Taipei, April 4 (CNA) The Executive Yuan on Friday unveiled a NT$88 billion (US$2.65 billion) proposal to assist Taiwanese businesses set to be hard hit by U.S. President Donald Trump’s sweeping tariffs.
At a news conference in Taipei, Premier Cho Jung-tai (卓榮泰) said that despite the government’s NT$88 billion support plans, Taiwan should be “braced for some shocks” after Trump on Wednesday (Washington time) announced an import tax of 32 percent on most Taiwanese goods.
Neither Cho nor other Cabinet officials specified how much impact the tariff, if implemented, would have on Taiwan’s economy and its gross domestic product (GDP), in particular.
However, Cho said some industries would face “significant impacts,” including electronics and information technology, steel and metal, machinery, auto parts, construction materials and home appliances.
In terms of agricultural products, moth orchids, edamame and such fish as tilapia, common dolphinfish and bass will be hit the hardest, the premier said.
Cho said the Cabinet’s proposal would be funded through a special budget that requires legislative approval, adding he would meet with ruling and opposition party lawmakers next week to seek their support.
According to Vice Premier Cheng Li-chiun (鄭麗君), the government plans to spend NT$70 billion on measures such as lowering loan interest rates, reducing administrative costs and expanding tax exemptions for Taiwanese industries affected by the pledged tariff.
In addition, the NT$70 billion funding will also be used to assist enterprises in diversifying their markets and investing in research and development, she said.
She added that the remaining NT$18 billion would be allocated to support the agricultural sector through loans, interest subsidies, equipment subsidies, and other measures.
Cheng said the government remained closely engaged with industries and businesses, adding that relevant agencies would set up service hotlines on April 8 to help them access government support.
Taiwan is among dozens of countries that will face the “reciprocal tariffs,” in what Trump described as an effort to address “unbalanced” trading relationships, reduce trade deficits, and boost American manufacturing.
Only select goods, such as copper, pharmaceuticals and semiconductors, are exempt from Trump’s latest duties, which are set to take effect on April 9.

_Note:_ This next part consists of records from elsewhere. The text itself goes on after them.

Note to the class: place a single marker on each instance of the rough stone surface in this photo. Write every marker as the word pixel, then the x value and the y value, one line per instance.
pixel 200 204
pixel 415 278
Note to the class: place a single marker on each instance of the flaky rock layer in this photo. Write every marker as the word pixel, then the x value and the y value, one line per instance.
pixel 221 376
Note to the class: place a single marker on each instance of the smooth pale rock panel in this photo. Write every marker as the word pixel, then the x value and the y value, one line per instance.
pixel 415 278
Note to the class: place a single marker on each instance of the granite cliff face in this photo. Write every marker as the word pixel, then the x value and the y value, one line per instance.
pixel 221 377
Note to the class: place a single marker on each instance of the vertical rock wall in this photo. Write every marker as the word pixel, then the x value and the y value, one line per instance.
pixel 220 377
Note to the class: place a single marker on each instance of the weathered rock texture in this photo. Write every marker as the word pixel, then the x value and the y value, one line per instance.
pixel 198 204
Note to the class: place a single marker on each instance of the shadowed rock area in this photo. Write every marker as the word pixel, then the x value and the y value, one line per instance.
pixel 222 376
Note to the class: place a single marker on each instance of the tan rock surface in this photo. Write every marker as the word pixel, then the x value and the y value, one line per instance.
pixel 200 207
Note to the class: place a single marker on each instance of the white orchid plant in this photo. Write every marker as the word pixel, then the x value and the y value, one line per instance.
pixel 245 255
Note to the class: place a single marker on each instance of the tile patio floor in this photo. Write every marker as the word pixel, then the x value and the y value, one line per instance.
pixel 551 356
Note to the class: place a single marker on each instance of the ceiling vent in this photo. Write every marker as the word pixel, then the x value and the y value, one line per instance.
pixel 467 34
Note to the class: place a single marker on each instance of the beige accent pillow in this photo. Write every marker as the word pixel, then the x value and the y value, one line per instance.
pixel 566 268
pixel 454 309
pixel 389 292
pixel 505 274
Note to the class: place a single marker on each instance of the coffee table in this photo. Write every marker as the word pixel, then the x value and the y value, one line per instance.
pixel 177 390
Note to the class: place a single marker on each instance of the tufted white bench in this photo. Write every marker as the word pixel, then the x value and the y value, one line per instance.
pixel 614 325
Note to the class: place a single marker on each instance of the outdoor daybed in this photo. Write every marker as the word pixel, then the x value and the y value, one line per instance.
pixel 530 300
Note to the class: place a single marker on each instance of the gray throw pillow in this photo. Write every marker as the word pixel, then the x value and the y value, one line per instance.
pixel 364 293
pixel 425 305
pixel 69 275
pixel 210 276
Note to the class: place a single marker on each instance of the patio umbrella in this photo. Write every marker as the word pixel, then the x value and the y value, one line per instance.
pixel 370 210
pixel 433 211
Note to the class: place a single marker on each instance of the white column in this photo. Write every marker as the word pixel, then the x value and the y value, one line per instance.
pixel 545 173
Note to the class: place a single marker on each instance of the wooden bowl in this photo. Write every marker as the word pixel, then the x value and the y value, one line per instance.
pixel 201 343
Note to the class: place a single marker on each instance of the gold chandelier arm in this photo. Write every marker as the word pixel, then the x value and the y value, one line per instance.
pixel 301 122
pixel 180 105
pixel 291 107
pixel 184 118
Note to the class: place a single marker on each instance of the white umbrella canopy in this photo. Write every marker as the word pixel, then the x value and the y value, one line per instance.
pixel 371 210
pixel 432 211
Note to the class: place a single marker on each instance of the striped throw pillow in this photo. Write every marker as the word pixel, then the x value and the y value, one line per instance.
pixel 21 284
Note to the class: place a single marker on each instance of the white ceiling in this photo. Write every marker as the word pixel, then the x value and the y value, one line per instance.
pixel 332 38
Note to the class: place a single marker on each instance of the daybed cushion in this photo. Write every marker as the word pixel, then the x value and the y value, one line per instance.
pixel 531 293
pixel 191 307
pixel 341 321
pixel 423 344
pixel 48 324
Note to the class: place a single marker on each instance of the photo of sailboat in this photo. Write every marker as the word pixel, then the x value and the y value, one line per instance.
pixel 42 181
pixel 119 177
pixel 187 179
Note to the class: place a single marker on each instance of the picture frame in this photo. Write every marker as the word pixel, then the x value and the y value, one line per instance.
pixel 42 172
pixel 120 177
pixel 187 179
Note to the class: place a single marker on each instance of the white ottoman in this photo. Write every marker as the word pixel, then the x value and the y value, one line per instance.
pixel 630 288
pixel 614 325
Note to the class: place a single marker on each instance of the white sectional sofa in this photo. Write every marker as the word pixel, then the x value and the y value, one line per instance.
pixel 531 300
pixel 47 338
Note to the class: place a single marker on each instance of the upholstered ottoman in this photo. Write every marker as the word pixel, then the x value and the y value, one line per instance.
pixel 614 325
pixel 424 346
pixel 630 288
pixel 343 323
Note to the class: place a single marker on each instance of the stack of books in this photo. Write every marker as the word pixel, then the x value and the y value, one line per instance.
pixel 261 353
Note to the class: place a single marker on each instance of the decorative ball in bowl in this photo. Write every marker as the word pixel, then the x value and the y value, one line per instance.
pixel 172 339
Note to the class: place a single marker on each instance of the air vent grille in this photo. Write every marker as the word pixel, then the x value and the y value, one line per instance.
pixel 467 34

In addition, Taiwan’s auto parts manufacturers will be hit with an import tax of 25 percent, expected to take effect before May 3, following the Trump administration’s expansion of duties on foreign automobiles.
According to data provided by the Ministry of Economic Affairs (MOEA) on Friday, Taiwanese exports to the U.S. reached US$111.4 billion in 2024, accounting for 23 percent of the country’s total exports.
ICT products topped the list of Taiwanese goods sold to the U.S., accounting for 52 percent of the total exports, followed by electronic components (13.4 percent), automobile parts (1.8 percent), fasteners (1.8 percent) and mechanical parts (1 percent).
Meanwhile, Taiwan imported US$46.5 billion worth of American goods, making up about 12 percent of the total imports. This resulted in a trade surplus of US$64.9 billion with the U.S., the MOEA data showed.